Monday, June 10, 2013

Interesting Links 10 June 2013

Finals today and tomorrow. Wednesday is last day for faculty and I’m done with school for the summer. Big plans though. I want to make a lot of videos, create all of my speaking PowerPoints, get projects ready and generally be ready to hit the ground running when the new school year starts. Oh and take some time to relax as well. I’ll be posting the videos as I make them over the summer. Maybe that will get me some feedback to make them better. And I’ll try to collect useful links like the ones below.

Choose Computer Science  Nice video to encourage students to study CS.

Communications of the ACM highlights some software for  Automatically Grading Programming Homework from MIT and @MSFTResearch. Not sure how I feel about this. IF grading is the only goal fine. If understanding what students know and don’t know is the goal will this help? I guess I need more data. More on this at MIT’s web site Automatically grading programming homework

The nice people at Hewlett Packard who run the huge HS programming competition posted sample solutions for HP CodeWars 2013 problems. Now available at http://ow.ly/lJXd6

AMA: Interview with Cryptographer, Computer Security Expert Jon Callas I met Jon when we both worked at Digital Equipment. Some years ago when I had a student who wanted to learn about cryptography as an independent study Jon was very helpful. This interview is an interesting read.

Tips from an AP Reader Good suggestions for APCS students. Read them, save them, and share them with your AP students in the future.

From the @koduteam: It's time to announce the arrival of additional Kodu curriculum materials for instructors!

The Challenge of Teaching Computer Science (in Brazil) By Steve Cooper, president of the CSTA, on the CSTA Blog.

How Kids Can Learn to Code About a Codecademy Kids for the iPad app to help more kids learn how to code.
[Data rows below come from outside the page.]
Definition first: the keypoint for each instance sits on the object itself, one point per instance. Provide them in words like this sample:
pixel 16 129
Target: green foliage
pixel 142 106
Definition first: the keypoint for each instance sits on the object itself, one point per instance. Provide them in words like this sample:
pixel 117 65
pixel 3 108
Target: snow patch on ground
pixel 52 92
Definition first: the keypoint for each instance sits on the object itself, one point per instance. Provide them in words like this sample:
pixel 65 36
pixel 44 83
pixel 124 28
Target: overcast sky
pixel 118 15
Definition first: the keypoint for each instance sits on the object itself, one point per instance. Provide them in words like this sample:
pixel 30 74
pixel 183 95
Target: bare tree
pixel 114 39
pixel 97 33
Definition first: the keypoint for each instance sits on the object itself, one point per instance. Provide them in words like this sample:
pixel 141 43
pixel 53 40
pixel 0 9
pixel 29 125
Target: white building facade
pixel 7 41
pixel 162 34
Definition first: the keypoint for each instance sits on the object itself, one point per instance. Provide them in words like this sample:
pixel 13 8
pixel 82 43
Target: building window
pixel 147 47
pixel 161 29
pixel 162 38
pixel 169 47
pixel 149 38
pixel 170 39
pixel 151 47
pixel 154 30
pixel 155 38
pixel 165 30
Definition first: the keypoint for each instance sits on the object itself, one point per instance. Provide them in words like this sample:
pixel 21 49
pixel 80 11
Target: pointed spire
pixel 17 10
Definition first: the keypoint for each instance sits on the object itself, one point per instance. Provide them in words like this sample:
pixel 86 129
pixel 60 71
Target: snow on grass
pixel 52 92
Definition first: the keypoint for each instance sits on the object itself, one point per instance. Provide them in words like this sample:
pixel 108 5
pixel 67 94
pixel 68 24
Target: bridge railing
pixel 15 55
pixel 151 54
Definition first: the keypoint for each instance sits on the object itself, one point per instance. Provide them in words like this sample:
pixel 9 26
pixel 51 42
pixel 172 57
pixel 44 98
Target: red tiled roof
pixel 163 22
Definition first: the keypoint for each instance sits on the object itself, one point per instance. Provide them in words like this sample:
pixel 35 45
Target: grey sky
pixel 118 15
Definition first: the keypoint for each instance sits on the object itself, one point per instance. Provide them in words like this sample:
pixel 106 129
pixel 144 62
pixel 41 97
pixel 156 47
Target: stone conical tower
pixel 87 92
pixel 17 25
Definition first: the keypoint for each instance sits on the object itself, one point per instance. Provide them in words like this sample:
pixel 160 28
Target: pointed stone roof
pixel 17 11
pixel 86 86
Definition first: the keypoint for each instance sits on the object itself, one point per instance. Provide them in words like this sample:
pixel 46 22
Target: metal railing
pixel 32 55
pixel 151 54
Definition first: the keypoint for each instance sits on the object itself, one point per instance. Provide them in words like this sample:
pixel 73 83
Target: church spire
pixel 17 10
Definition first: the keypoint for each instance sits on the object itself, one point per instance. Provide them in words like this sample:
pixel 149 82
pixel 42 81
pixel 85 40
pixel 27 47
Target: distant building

We’ll see how it develops.

The latest CS Bits & Bytes from NSF CISE with a focus on Multi-core processors.

Teknoteaching: programming in the classroom   An interview with Alan O’Donohoe, aka @teknoteacher, a computing teacher by @twistedsq

Girls left out of tech revolution at (New York) city schools. Pretty sad and all too common. 

Vicki Davis (@coolcatteacher) wrote about me on her blog at  How we can teach computer science to every age  with a link to a podcast interview we did together.

My blog post on Programming With Blocks continues to get a lot of traffic. I recently updated it with with two more programming tools.

We're Not Ready To Teach Kids To Code is about one of the huge problems in computer science education – untrained teachers.

With support from @google: K-12 educators: Learn how to program w/ Scratch in a free, online Creative Computing course.

Why more women in IT would benefit everyone Something I’ve been saying for a while.